Ballymurphy inquest: Ex-IRA prisoner tells of Army shooting
A second person has told the inquest into the deaths of 10 people at Ballymurphy how they witnessed several shootings and deaths over three days.
Robert Russell said he saw an Army officer order a soldier to shoot at John McKerr in west Belfast in August 1971.
He was 13 years old at the time and was standing a few feet from the soldier.
He later went on to be one of the republican prisoners who broke out of the Maze Prison in September 1983.
The victim of the 1971 shooting was 49-year-old John McKerr, a former soldier with the Scottish Fusiliers, who had been working as a joiner at Corpus Christi Church on Westrock Drive in west Belfast.
Mr Russell told the inquest on Monday that he had passed in between two ranks of paratroopers nearby and had reached a junction near the shooting.
He recalled deliberately walking in the centre of the road so that if anyone shot at the soldiers he was less likely to be hit himself.
'Hand on holster'
He described seeing a soldier with the red beret of a paratrooper crouching down, when an officer across the road asked him to shoot another man.
He said the officer was carrying just a sidearm and had his hands on his hips and gun holster.
Mr Russell explained that the officer shouted to the soldier, saying: "Shoot that bastard there."
Mr Russell glanced round, he said, thinking that the soldier was going to shoot at him.
Instead he saw the soldier staying down on one knee and firing at a man he believed was locking the gates of the chapel after a funeral.
He did not see the man fall.
He then ran to the home of a relative a few dozen yards away and took cover there.
As the court heard, Mr Russell's account differs from those of some other witnesses who do not remember so many paratroopers in the area, nor do they remember Mr McKerr opening or closing the chapel gates.

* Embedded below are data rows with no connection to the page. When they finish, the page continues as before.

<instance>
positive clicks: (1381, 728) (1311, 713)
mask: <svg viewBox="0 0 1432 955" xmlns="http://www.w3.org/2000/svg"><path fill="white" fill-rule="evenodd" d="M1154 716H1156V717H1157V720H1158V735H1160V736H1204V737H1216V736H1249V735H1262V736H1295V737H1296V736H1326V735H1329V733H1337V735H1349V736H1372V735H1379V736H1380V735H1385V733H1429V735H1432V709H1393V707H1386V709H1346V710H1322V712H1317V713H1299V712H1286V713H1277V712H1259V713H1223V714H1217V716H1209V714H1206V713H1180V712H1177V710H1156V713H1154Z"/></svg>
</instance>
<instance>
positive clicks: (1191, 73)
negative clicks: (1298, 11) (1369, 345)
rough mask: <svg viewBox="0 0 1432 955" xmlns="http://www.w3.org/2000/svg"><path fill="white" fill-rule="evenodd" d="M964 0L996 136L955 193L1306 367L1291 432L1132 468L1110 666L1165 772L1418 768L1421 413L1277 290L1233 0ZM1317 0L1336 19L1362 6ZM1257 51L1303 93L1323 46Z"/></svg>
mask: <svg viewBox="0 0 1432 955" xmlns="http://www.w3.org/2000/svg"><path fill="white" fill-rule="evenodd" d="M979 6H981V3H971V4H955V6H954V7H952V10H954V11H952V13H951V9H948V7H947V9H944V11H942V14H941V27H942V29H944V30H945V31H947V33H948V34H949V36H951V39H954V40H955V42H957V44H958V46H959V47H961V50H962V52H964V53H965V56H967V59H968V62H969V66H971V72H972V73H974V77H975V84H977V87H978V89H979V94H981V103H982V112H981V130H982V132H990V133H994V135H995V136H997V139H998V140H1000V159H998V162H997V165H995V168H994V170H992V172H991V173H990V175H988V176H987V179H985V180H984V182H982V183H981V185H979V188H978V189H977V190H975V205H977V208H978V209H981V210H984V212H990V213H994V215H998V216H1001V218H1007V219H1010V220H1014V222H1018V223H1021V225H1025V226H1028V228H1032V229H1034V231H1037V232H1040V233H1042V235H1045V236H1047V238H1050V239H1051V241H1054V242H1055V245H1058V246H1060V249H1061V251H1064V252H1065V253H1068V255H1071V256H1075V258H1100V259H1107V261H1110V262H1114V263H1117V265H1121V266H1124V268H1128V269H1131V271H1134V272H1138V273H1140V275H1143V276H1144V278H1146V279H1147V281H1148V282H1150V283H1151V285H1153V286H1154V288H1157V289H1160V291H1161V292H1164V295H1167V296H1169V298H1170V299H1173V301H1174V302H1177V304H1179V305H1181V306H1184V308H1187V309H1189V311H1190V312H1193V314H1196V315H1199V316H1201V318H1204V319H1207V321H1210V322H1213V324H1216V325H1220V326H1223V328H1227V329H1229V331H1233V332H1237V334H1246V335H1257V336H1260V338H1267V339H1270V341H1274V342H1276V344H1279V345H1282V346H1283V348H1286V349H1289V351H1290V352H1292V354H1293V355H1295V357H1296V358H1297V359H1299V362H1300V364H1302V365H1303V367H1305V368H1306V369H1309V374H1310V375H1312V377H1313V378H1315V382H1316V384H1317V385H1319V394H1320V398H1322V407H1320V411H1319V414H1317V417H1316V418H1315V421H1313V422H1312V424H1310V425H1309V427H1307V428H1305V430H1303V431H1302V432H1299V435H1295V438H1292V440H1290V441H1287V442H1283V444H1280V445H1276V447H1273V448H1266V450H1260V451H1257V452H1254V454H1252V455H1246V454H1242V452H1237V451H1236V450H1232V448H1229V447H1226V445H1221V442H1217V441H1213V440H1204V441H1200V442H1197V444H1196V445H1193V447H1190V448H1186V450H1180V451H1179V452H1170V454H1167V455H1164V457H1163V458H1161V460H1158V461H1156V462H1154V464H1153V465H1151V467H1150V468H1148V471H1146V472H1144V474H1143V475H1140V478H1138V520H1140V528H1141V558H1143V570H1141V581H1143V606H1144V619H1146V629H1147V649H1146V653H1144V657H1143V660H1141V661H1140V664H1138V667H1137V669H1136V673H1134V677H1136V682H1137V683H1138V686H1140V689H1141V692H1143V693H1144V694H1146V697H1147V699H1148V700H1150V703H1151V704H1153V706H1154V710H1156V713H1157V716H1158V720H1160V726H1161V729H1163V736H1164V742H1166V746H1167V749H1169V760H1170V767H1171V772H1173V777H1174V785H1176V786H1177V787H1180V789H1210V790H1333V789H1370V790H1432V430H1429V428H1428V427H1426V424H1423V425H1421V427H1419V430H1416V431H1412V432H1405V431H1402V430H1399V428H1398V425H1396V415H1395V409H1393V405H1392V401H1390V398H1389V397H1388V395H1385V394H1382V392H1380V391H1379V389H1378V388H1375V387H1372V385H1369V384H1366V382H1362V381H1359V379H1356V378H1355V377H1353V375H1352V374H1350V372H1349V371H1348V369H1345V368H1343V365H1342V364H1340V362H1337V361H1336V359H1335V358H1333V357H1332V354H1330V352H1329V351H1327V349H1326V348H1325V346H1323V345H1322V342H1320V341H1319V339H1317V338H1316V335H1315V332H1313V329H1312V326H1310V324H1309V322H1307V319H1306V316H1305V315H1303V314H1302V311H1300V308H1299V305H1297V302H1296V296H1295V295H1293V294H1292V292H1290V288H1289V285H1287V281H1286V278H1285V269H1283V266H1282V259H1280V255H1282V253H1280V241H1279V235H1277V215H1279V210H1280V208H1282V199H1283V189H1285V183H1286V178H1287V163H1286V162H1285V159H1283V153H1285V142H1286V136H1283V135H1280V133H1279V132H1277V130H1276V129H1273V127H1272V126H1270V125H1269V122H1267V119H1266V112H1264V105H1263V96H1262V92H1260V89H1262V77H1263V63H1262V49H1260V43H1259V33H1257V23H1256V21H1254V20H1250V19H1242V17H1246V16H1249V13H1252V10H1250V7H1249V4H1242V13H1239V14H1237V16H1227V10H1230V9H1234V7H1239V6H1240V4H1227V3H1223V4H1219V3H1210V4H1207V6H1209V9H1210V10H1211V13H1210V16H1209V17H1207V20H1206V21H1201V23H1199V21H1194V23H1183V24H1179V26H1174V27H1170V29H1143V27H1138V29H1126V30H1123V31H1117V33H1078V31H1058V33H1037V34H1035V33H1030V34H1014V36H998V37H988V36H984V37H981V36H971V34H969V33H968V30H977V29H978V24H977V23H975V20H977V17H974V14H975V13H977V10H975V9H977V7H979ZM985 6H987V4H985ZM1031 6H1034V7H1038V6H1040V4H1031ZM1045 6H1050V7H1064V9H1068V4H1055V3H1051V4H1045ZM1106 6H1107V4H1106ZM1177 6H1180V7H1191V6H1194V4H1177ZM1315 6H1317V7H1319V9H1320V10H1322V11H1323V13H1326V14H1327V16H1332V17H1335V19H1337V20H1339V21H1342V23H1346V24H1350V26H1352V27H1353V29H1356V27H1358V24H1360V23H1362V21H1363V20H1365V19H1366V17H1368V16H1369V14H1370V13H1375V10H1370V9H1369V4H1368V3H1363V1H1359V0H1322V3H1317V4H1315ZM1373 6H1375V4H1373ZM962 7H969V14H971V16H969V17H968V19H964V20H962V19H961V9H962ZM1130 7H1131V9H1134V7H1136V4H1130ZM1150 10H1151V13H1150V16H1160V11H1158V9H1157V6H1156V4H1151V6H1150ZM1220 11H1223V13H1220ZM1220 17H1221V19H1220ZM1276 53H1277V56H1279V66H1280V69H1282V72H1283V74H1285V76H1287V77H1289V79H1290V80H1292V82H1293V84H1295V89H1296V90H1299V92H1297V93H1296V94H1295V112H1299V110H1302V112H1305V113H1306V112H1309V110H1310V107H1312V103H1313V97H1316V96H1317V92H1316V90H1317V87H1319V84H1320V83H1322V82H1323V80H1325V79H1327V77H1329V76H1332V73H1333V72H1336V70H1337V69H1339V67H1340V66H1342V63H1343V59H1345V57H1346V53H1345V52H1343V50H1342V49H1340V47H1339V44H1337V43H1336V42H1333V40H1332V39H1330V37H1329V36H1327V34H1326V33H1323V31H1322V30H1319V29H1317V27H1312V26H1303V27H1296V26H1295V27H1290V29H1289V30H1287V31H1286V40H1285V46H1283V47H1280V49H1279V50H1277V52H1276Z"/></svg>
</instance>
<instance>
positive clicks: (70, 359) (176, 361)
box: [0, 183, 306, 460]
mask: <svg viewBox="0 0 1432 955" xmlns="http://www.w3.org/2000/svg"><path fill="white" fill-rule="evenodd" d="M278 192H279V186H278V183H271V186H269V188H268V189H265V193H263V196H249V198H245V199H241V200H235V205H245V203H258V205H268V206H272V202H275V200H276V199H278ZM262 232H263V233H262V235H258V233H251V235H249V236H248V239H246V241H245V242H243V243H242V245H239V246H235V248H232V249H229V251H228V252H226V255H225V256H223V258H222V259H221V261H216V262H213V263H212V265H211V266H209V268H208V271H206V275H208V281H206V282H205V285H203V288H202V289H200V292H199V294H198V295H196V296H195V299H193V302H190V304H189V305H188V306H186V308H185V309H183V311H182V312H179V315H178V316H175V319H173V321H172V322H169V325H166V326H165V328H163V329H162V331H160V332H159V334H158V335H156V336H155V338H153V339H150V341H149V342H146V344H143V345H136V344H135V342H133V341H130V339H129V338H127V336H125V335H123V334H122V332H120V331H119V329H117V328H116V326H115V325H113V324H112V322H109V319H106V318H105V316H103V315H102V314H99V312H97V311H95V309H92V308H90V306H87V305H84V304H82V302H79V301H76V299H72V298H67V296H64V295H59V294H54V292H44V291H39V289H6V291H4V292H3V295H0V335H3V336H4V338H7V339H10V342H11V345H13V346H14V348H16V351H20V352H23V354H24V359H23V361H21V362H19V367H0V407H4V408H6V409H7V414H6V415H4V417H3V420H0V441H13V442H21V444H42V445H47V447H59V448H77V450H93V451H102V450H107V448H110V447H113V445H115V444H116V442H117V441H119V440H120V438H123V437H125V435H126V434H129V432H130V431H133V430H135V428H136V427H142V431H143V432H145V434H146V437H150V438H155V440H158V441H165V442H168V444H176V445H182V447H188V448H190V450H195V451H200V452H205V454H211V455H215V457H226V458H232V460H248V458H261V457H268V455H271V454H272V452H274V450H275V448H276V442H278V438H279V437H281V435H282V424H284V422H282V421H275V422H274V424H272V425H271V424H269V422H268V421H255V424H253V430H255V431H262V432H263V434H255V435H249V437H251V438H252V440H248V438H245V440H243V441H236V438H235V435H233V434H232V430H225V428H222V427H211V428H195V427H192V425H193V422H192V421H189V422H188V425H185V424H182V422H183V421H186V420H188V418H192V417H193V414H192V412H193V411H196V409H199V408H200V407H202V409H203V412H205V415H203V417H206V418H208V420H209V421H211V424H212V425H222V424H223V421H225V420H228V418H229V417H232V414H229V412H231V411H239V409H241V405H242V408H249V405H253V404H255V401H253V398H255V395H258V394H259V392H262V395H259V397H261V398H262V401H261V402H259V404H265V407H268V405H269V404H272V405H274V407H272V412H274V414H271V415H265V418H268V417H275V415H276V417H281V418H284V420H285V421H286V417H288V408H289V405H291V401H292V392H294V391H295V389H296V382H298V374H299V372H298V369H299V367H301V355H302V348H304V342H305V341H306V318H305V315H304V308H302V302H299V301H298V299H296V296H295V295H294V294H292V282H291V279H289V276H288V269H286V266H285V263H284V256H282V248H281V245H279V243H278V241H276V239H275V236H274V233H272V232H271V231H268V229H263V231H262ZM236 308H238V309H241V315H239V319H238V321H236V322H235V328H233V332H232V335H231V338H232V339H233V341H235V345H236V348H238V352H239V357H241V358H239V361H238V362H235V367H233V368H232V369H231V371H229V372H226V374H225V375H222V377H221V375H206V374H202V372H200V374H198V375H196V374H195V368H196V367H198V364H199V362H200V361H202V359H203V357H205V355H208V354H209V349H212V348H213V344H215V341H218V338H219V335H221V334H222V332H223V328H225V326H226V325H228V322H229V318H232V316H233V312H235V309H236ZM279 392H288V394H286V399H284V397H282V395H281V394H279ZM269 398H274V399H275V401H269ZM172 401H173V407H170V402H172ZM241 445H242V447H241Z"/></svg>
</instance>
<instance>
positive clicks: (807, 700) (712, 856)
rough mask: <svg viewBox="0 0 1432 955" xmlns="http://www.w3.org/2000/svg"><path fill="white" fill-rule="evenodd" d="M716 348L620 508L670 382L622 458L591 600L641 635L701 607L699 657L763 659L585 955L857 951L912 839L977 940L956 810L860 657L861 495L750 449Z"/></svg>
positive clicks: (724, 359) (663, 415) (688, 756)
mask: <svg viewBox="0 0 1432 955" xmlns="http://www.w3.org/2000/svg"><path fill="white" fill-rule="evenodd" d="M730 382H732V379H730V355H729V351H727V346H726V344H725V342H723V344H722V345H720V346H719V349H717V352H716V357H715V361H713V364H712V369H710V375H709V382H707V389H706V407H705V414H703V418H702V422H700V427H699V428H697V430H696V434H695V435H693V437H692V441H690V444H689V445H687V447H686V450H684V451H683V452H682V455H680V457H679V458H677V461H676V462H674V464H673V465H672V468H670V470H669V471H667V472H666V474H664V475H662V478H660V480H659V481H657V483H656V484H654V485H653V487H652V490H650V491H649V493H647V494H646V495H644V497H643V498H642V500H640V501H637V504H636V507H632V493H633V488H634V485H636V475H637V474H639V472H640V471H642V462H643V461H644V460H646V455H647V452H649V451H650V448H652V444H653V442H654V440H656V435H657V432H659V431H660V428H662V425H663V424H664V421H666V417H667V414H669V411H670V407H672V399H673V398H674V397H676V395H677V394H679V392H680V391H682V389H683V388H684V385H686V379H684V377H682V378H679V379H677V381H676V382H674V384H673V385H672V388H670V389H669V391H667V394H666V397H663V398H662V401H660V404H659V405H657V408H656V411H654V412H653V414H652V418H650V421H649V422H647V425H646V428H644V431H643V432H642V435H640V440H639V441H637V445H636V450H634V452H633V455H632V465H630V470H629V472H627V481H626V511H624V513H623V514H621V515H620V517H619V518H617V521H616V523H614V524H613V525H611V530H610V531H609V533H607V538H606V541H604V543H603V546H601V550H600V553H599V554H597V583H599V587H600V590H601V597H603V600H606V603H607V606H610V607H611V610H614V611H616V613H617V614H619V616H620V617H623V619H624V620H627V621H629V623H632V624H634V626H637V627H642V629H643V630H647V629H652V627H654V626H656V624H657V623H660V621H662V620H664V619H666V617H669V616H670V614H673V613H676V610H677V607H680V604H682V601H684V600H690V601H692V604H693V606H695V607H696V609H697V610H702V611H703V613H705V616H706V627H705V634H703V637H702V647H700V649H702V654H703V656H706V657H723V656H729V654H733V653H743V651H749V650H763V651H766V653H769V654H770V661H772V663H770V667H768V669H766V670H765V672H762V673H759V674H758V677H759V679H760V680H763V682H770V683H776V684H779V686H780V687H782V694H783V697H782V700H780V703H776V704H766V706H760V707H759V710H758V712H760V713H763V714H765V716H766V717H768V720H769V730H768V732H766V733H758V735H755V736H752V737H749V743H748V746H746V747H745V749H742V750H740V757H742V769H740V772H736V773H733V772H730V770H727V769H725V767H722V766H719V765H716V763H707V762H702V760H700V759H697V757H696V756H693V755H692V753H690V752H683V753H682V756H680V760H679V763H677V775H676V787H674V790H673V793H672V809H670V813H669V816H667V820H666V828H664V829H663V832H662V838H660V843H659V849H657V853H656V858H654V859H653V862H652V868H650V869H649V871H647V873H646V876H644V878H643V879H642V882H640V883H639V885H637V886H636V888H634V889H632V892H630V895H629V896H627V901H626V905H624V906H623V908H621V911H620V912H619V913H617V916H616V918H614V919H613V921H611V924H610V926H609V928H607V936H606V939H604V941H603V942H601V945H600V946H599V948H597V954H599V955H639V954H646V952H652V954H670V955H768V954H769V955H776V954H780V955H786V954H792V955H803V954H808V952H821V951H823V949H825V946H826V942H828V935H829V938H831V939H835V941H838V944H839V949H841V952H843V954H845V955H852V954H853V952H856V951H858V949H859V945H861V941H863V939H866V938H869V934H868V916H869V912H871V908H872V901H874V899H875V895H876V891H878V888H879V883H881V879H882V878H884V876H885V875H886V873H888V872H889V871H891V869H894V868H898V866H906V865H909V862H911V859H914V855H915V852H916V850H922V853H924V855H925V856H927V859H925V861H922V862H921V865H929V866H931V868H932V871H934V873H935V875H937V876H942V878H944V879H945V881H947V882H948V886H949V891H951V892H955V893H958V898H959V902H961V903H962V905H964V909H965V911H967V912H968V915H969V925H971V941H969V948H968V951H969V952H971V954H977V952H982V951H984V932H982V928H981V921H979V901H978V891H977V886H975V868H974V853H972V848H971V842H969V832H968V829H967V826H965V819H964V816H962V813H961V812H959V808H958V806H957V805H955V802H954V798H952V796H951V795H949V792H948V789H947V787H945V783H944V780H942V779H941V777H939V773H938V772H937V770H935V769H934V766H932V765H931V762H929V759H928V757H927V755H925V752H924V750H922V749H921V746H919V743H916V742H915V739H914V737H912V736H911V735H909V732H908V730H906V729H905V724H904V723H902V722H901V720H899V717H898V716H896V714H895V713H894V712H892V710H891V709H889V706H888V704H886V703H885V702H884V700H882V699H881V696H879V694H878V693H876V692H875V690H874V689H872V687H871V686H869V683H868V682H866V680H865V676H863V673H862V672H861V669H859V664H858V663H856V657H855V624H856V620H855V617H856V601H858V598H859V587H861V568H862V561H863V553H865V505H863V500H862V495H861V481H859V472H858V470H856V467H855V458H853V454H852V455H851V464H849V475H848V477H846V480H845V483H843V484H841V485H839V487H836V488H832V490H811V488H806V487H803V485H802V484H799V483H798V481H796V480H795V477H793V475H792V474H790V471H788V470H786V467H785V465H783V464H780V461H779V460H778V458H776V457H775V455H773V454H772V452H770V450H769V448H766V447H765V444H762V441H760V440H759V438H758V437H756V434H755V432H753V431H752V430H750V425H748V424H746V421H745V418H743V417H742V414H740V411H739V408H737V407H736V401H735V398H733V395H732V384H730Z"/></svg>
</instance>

Questioned by a barrister and the coroner, he denied exaggerating, misremembering, or inventing his version of events.
Robert Russell confirmed to the court that he had been one of the republican prisoners involved in the Maze escape in 1983 and was later sentenced to five years for his part in it.
He agreed with an assertion by a barrister for the Ministry of Defence that he was not "entirely well-disposed towards the British Army".
His own brother had been shot a few days earlier.
'Bullet never mentioned'
The court also heard from Anne Ferguson, a daughter of Mr McKerr.
She had been living in England but had returned to Belfast after hearing her father had been shot.
She told the court that she visited him in the Royal Victoria Hospital in the city.
She described how a nurse told the family that a bullet had been recovered from her father's head wound and passed to the Royal Ulster Constabulary.
Mrs Ferguson later remembered that her brother was angry because the bullet was never mentioned again and was not discussed at the inquest into her father's death in 1972.
She also remembered a senior Army officer with a short cane or swagger stick visiting the family home to see her father's body.
At the time she thought little of it, assuming he was visiting because they were an Army family.
'In the hands of God'
Mr McKerr had served in the World War Two and had lost a hand.
His family says he had been "a proud member" of the British Legion.
Mrs Ferguson said the visiting soldier said he was very sorry about the shooting but that the Army was not accepting culpability.
She said her mother never received any help from the Army or the British Legion after the killing and told her family the matter was now "in the hands of God".
She told the court: "My mother was never angry about who did this to my father."
She described her mother saying: "Whoever did it, they'll have to meet their own maker and deal with it."